Leaders were also asked to justify why certain employees should be retained. Those reports were due Thursday. “Indiscriminate cuts will weaken health protection, from drug safety to fighting epidemics,” he said. More than 2 million government employees were facing Friday’s midnight deadline to decide whether to accept the “deferred resignation” offer from the Office of Personnel Management, which offered pay and leave through September 30 with no expectation of work. “You are most welcome to stay at home and relax or to travel to your dream destination. Whatever you would like,” the office website states.
Employees who did not take the offer were not guaranteed they would keep their jobs. Roughly 60,000 government employees had already accepted the buyout before the judge’s ruling. A deadline was moved to Monday, February 10, though the court could intervene and indefinitely delay. A memo on the agency’s website earlier this week noted that nearly the entire USAID workforce would be put on “administrative leave” by the end of the week, with only a small number of “designated personnel responsible for mission-critical functions, core leadership and specially designated programs” who would be exempt.

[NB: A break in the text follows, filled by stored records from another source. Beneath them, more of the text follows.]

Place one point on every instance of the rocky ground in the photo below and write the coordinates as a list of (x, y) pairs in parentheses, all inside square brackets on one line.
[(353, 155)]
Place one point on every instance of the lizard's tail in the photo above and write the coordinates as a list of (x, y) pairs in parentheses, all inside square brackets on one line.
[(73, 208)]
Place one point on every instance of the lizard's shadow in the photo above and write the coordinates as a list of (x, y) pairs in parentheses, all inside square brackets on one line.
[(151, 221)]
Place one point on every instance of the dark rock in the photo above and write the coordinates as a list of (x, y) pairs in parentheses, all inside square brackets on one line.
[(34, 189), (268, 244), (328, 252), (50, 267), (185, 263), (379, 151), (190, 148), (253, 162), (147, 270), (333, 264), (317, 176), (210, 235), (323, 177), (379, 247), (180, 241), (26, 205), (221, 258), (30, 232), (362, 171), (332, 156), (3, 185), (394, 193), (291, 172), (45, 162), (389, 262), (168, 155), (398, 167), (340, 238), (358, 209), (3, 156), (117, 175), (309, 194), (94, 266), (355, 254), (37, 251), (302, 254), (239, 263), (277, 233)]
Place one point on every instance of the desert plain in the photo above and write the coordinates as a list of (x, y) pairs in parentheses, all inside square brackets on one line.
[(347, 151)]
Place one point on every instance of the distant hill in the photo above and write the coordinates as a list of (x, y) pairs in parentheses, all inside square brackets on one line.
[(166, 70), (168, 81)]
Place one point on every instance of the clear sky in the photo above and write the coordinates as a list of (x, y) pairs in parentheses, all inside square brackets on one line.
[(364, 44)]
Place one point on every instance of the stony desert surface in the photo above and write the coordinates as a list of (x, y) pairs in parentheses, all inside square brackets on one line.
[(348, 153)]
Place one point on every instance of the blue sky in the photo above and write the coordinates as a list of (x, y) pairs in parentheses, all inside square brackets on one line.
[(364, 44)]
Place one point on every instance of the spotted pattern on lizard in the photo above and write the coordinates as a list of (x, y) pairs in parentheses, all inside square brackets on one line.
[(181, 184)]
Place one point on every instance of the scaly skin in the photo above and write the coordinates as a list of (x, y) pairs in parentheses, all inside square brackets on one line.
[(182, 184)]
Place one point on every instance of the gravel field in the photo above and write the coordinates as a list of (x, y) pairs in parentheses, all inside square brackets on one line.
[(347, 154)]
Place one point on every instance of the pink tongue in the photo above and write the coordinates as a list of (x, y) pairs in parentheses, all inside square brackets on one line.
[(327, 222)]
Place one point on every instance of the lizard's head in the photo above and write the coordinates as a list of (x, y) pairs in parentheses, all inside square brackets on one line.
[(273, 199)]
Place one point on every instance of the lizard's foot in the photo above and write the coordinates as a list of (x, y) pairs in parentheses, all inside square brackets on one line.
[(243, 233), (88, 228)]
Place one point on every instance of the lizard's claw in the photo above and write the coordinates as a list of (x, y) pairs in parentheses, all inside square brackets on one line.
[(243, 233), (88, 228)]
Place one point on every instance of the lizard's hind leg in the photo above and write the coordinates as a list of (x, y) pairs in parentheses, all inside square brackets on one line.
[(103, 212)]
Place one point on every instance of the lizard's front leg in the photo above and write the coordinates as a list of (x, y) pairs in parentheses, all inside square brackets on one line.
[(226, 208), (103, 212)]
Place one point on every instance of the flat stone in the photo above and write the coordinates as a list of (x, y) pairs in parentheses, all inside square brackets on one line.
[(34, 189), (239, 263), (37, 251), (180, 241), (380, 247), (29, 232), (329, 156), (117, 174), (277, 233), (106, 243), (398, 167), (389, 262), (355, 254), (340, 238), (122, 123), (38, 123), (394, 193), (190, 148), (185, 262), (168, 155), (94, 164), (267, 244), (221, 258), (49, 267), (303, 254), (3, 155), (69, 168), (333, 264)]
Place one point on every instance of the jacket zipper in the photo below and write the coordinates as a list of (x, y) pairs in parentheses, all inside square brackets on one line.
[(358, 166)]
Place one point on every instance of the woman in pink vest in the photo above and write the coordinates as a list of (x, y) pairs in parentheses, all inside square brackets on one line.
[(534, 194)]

USAID workers abroad, which account for roughly two-thirds of the agency’s staff, will “be offered optional and fully reimbursed return travel to the United States within 30 days,” though “personnel are not required to accept Agency-sponsored travel or to return to the United States within any specific deadline.”. Unions representing USAID workers confirmed to The Independent that the agency’s global workforce could be reduced to fewer than 300 employees. The Trump administration is reportedly backtracking and keeping roughly 600 workers, according to Reuters.